Much as adrenaline coursing through our veins drives our body's reactions to stress, the plant hormone abscisic acid (ABA) is behind plants' responses to stressful situations such as drought, but how it does so has been a mystery for years.

Scientists at the European Molecular Biology Laboratory (EMBL) in Grenoble, France, and the Consejo Superior de Investigaciones Cientificas (CSIC) in Valencia, Spain, discovered that the key lies in the structure of a protein called PYR1 and how it interacts with the hormone.

Their study could open up new approaches to increasing crops' resistance to water shortage.

Under normal conditions, proteins called PP2Cs inhibit the ABA pathway, but when a plant is subjected to drought, the concentration of ABA in its cells increases.

This removes the brake from the pathway, allowing the signal for drought response to be carried through the plant's cells.
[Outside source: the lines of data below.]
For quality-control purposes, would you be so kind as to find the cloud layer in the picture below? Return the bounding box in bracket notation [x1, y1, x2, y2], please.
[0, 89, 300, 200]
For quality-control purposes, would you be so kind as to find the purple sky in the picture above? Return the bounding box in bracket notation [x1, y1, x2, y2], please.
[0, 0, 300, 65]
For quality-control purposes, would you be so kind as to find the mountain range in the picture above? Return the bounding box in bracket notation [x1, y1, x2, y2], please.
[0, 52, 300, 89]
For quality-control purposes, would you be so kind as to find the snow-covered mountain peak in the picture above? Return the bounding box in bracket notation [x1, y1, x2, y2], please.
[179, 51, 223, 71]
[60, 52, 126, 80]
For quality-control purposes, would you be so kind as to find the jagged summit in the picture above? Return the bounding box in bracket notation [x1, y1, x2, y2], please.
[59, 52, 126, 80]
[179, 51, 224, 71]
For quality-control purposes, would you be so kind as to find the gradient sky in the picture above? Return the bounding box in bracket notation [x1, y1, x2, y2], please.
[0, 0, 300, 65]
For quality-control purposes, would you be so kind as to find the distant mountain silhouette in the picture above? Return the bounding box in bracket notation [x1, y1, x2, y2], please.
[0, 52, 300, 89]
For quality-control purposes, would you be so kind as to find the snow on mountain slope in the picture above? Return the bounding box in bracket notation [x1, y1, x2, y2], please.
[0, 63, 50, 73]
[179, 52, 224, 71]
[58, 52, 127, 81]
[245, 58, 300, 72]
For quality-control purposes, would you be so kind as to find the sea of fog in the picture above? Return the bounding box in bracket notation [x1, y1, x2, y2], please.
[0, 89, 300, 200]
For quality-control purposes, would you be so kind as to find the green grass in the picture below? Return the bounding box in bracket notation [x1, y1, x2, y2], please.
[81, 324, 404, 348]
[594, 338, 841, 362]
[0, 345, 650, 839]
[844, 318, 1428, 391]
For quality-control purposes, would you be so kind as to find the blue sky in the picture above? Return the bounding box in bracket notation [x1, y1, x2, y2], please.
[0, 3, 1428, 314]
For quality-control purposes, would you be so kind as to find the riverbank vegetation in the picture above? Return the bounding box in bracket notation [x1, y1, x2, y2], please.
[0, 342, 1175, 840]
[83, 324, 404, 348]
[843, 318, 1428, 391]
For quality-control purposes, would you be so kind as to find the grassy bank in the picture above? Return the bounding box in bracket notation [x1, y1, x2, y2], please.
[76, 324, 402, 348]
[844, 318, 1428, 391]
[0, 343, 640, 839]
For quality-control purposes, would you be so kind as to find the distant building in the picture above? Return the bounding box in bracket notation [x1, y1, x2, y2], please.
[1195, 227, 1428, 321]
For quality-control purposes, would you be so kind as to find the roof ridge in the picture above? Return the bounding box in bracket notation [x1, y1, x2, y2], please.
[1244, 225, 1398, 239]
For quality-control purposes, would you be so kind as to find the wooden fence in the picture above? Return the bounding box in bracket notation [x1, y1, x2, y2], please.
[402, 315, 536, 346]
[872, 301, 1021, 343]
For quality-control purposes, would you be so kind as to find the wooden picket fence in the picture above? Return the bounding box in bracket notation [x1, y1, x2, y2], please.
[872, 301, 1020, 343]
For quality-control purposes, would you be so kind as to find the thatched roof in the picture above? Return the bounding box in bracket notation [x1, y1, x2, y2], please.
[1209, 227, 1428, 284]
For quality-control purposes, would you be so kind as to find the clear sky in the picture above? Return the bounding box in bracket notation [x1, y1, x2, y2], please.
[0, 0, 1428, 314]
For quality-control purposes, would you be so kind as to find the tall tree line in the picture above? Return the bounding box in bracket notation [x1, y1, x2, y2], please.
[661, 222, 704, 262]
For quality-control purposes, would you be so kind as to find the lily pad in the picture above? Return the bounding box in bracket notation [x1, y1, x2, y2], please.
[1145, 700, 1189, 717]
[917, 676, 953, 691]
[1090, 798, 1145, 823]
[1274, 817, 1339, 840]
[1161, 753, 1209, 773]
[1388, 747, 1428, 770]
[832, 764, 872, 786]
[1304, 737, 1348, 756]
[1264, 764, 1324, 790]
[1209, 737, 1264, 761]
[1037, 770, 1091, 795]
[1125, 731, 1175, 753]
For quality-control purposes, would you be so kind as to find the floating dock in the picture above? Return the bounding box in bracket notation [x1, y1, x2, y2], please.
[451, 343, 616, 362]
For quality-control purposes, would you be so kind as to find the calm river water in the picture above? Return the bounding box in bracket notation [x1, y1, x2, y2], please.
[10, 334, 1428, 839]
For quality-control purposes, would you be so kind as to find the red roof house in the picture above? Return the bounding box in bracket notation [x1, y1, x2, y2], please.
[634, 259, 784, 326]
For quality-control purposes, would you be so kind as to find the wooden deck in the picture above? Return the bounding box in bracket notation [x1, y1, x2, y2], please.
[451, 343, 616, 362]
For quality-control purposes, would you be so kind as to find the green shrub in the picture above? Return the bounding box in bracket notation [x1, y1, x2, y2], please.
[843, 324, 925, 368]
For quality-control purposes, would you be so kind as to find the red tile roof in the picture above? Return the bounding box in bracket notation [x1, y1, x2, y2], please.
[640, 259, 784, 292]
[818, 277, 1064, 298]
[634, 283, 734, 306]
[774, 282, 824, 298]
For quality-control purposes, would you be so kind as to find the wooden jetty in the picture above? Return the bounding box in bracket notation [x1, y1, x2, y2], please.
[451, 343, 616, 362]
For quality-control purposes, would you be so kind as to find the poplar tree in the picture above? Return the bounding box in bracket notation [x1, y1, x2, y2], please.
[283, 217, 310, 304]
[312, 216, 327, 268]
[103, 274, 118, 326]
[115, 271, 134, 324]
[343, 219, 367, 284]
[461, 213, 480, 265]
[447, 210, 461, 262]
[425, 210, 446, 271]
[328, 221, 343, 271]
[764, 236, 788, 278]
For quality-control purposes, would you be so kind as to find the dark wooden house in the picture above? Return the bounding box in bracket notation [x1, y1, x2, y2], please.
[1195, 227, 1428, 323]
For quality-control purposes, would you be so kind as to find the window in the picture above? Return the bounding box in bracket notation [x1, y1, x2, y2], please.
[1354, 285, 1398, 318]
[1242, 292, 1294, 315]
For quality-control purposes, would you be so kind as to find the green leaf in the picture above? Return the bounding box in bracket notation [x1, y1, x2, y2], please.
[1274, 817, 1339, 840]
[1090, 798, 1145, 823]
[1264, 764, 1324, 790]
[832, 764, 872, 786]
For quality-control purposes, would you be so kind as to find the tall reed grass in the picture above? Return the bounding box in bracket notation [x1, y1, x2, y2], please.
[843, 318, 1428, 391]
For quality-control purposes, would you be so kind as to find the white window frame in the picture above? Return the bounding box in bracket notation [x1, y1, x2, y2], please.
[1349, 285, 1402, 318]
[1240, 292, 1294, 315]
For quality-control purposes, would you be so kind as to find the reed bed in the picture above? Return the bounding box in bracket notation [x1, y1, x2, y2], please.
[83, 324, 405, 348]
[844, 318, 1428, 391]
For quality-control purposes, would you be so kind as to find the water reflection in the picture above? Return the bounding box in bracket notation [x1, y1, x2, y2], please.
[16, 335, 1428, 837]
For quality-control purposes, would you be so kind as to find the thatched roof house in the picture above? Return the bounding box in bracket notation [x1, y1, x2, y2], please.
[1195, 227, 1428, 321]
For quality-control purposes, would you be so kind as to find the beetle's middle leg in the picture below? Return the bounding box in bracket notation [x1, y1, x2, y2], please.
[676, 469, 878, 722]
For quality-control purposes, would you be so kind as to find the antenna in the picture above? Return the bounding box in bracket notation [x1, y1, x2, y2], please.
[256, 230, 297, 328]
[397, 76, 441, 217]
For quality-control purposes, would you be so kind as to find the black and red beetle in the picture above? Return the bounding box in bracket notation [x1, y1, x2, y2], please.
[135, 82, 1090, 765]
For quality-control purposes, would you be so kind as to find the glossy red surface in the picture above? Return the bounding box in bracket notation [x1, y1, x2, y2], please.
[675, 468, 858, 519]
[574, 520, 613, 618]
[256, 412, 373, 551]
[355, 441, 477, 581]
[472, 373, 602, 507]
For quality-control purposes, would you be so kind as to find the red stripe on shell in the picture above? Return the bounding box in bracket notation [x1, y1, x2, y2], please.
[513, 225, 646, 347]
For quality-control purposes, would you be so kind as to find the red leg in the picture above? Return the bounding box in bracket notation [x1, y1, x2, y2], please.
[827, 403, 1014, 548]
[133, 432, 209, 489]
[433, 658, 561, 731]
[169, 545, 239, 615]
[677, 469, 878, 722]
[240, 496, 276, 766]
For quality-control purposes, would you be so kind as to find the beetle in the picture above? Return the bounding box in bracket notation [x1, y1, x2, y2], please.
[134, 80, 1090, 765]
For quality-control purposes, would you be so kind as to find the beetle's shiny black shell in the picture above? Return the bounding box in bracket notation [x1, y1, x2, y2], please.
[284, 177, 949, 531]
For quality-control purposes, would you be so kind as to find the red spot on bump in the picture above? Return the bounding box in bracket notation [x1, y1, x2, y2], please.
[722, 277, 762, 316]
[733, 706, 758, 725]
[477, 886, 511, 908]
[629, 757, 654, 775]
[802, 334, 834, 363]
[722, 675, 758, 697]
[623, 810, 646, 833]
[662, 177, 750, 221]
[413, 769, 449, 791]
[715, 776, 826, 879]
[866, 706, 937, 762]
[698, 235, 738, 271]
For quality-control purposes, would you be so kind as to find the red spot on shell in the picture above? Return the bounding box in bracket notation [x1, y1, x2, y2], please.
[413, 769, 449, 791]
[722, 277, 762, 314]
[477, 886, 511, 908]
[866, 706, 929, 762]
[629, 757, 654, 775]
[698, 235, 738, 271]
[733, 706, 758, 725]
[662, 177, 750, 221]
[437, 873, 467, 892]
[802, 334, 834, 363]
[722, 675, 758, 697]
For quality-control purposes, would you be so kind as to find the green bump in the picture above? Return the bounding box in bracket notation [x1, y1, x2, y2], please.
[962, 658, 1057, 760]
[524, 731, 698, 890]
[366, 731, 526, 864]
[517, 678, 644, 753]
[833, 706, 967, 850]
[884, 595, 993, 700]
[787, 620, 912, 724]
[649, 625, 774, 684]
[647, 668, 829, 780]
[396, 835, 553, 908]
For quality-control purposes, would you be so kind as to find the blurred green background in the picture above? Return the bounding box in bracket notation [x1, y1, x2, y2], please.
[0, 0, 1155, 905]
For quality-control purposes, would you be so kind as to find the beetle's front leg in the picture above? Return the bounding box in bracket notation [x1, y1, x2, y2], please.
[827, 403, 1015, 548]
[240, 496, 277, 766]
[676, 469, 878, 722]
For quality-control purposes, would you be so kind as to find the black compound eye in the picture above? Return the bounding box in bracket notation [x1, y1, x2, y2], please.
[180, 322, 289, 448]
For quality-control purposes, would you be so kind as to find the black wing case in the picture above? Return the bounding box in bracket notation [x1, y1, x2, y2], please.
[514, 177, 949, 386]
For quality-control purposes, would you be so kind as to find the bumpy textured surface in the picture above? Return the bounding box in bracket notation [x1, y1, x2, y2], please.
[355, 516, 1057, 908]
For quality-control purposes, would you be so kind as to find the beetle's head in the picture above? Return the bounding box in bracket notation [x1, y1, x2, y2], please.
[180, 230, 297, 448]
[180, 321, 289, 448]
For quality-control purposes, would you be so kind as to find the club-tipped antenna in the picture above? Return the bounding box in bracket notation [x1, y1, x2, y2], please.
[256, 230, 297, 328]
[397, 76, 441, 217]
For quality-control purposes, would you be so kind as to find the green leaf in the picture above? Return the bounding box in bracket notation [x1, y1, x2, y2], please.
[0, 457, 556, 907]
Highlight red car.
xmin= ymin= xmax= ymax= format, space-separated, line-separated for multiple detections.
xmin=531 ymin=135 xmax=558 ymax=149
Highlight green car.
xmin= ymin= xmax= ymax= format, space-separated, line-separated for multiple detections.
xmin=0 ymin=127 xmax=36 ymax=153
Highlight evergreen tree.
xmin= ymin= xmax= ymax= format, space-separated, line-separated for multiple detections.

This turns specific genes on or off, triggering mechanisms for increasing water uptake and storage, and decreasing water loss.

But, ABA does not interact directly with PP2Cs, so how does it cause them to be inhibited?

Recent studies had indicated that the members of a family of 14 proteins might each act as middle-men, but how those proteins detected ABA and inhibited PP2Cs remained a mystery - until now.

A group of scientists headed by Jose Antonio Marquez from EMBL Grenoble and Pedro Luis Rodriguez from CSIC looked at one member of this family, a protein called PYR1.

When they used X-ray crystallography to determine its 3-dimensional structure, the scientists found that the protein looks like a hand.

In the absence of ABA, the hand remains open, but when ABA is present it nestles in the palm of the PYR1 hand, which closes over the hormone as if holding a ball, thereby enabling a PP2C molecule to sit on top of the folded fingers.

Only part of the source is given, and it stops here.